President Uhuru Kenyatta confirmed in a speech to the nation that the attackers were holding hostages.

With scores of students wounded and hundreds unaccounted for, police and soldiers surrounded Garissa University College, witnesses said. They sealed off the compound and were trying to flush out the gunmen, Kenyan police chief Joseph Boinet told media

MANY MISSING

Interior Minister Joseph Nkaissery said 280 of the 815 students at the university had been accounted for and efforts were under way to track down the others, according to the Twitter feed of Kenya’s national disaster agency.

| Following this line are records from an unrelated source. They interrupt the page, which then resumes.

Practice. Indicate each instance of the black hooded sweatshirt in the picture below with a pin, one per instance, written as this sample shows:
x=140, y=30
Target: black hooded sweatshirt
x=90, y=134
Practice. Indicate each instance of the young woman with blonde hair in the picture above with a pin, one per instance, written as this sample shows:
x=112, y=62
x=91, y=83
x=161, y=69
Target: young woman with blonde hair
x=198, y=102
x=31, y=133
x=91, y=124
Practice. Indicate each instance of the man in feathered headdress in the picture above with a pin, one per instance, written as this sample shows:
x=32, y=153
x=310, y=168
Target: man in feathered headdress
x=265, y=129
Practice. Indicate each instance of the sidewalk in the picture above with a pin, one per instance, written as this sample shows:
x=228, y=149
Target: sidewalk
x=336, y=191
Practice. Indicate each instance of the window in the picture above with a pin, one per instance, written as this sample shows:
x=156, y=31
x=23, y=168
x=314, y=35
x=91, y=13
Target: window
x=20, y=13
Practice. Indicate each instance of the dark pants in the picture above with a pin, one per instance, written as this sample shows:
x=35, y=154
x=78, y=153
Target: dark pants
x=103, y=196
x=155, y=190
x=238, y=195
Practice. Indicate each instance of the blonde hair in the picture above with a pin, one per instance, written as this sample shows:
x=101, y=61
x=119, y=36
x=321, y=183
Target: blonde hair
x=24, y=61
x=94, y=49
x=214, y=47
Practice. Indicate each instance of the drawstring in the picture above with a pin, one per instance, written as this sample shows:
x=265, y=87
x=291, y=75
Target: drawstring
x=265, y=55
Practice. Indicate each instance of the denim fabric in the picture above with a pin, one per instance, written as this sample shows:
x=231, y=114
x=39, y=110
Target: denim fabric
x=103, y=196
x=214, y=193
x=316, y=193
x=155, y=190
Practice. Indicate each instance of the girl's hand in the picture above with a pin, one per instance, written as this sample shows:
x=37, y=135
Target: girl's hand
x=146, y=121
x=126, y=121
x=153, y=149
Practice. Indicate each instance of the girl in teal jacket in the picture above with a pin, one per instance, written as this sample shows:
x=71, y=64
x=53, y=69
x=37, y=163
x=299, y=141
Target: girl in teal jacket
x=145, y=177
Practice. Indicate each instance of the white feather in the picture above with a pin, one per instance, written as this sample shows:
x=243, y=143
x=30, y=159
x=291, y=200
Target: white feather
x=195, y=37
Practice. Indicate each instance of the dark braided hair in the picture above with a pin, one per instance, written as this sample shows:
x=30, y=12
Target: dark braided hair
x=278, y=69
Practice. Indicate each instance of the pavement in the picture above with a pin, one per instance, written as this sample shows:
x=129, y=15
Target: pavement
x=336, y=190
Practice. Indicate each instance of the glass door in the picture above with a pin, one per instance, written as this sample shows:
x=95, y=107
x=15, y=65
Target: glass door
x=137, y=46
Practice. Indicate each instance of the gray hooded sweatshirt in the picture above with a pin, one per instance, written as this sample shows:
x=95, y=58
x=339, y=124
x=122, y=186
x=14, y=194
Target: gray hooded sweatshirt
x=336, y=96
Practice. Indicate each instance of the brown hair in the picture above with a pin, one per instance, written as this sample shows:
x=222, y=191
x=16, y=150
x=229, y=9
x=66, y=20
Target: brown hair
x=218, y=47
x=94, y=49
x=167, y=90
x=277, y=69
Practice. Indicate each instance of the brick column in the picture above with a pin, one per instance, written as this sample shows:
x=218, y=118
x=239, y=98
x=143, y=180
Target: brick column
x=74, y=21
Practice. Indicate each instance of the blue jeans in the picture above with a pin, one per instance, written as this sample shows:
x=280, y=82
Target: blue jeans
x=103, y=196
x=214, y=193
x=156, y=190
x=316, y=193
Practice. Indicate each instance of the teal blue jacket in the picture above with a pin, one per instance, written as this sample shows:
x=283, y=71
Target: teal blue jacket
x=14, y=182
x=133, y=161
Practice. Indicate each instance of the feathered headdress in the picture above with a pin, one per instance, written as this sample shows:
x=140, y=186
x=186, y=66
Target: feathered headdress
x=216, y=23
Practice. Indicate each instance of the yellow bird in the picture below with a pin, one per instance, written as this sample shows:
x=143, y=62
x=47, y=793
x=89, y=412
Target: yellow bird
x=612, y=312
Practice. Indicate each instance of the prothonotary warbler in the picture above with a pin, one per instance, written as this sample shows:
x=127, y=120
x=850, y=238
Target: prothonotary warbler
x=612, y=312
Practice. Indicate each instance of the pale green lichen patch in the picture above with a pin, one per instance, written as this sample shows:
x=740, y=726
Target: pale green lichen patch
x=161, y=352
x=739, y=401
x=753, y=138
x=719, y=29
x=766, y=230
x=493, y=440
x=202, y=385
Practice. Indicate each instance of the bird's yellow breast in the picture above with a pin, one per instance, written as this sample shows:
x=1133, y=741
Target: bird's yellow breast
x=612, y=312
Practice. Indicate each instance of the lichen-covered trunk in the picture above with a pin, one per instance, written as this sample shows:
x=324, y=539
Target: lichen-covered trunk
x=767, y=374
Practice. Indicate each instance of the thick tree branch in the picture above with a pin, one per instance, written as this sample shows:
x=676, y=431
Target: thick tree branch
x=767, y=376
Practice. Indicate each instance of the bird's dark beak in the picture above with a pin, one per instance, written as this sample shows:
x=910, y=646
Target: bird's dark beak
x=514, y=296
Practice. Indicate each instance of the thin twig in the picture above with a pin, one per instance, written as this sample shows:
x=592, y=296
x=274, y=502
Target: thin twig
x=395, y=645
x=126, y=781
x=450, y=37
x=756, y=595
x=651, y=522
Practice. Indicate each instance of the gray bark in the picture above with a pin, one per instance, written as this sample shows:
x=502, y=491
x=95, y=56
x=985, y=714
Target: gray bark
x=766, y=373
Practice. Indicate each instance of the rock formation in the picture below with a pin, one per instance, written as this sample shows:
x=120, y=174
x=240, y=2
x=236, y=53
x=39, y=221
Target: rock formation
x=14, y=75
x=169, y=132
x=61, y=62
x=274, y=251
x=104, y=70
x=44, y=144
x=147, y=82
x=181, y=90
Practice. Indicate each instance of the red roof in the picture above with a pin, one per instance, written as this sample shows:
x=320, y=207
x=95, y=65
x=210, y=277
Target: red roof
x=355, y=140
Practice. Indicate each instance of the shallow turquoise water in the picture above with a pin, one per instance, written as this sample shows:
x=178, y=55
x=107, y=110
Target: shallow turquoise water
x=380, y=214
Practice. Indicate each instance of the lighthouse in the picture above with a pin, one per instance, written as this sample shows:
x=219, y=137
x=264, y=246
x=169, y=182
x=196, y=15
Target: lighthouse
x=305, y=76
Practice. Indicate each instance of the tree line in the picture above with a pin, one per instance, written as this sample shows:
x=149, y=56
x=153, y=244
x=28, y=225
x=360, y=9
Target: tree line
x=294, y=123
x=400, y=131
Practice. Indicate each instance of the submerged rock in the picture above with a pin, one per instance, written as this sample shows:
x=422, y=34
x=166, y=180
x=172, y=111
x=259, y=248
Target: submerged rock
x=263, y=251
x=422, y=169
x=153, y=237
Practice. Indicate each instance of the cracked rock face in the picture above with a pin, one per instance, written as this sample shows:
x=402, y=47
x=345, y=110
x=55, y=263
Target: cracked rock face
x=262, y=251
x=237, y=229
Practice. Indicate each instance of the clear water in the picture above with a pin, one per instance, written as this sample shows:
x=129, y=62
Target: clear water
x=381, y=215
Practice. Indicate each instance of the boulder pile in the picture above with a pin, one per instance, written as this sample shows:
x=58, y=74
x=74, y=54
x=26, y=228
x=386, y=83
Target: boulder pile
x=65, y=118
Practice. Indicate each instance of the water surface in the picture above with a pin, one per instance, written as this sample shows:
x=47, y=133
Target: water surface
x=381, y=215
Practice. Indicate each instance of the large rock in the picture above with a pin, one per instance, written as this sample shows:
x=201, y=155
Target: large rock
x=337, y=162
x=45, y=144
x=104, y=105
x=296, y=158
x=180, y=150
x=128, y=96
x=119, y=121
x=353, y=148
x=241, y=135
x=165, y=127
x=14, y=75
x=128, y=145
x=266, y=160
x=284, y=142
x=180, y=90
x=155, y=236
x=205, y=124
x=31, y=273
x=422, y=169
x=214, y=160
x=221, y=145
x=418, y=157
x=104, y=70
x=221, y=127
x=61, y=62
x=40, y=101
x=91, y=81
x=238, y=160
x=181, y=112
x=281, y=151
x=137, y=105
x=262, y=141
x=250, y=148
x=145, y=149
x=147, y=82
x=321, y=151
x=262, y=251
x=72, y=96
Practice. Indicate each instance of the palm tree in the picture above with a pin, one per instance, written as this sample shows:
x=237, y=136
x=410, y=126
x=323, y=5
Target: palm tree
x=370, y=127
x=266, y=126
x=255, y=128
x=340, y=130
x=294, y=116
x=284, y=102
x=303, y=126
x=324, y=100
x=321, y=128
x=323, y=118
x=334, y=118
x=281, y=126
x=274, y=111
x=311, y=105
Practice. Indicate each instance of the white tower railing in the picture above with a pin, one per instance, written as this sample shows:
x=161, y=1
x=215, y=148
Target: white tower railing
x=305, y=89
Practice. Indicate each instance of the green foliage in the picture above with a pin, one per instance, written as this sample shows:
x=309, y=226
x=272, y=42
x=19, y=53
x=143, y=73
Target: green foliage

It did not say how many students remained trapped on the campus.

Some had managed to escape unaided. “We heard some gunshots and we were sleeping so it was around 5am and guys started jumping up and down running for their lives,” an unnamed student told Reuters TV.

Sixty-five people were wounded, the disaster agency said. Four had been airlifted to Nairobi for treatment.

DOZENS OF CASUALTIES

“We have 49 casualties so far, all with bullet and (shrapnel) wounds,” Reuters news agency quoted a doctor at Garissa hospital as saying.

Al Shabaab, which seeks to impose its own harsh version of sharia law, has separated Muslims from Christians in some of its previous raids in Kenya, notably late last year in attacks on a bus and at a quarry.

The group has links to al Qaeda and has pledged retaliation for Nairobi sending troops to fight it in its home state of Somalia, where it also killed Christians.

Authorities have offered a 20 million shilling ($215,000) reward for information leading to the arrest of a man called Mohamed Mohamud, described as “most wanted” and linked to the attack, Reuters news agency reported.

Churches in several areas of Africa are facing strict security measures this Easter amid fears of more Islamic attacks.